Gomez first wooed Atlantans with the elegant Indian meals served at her pop-up Spice Route Supper Club. Now she has us swooning over the thought of her new restaurant, Cardamom Hill, named for the lush wedge of land in Gomez’s native Kerala, India, that sits between the Arabian Sea and the Indian Ocean.
Gomez arrived in New York at the age of 18 to attend school, bringing with her a treasure trove of culinary traditions unlike anything most of us have ever known. She eventually moved to Atlanta and brought her flavors to the South, cooking homespun magic in this very kitchen for anyone who was interested and introducing a slew of Southerners to her native dishes.
“On our family compound in Kerala, we shared a traditional kitchen and that was where my mother and her sisters would cook.
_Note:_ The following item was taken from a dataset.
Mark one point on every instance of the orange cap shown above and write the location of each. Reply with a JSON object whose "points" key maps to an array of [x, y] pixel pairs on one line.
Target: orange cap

We ground spices, grated fresh coconut, and everything was wood, coal and clay; even the pots were made from clay,” she says. The only girl in her extended family—which included 13 boys—Gomez, “naturally gravitated toward the women and cooking.” Mornings would bring fresh fish, while weekends were special because the butcher “came with his cows on Friday night so we only ate meat on the weekend.” And her milk? “The lady would come to the house and milk the cow on the spot.”
For Gomez, the opening of her restaurant Cardamom Hill this month will be the ideal blend of modernity and tradition in one spot. The kitchen’s pots may not be made of clay, but her dishes succeed in showing us what an Indian woman with culinary heritage and a serious spice tin can really do.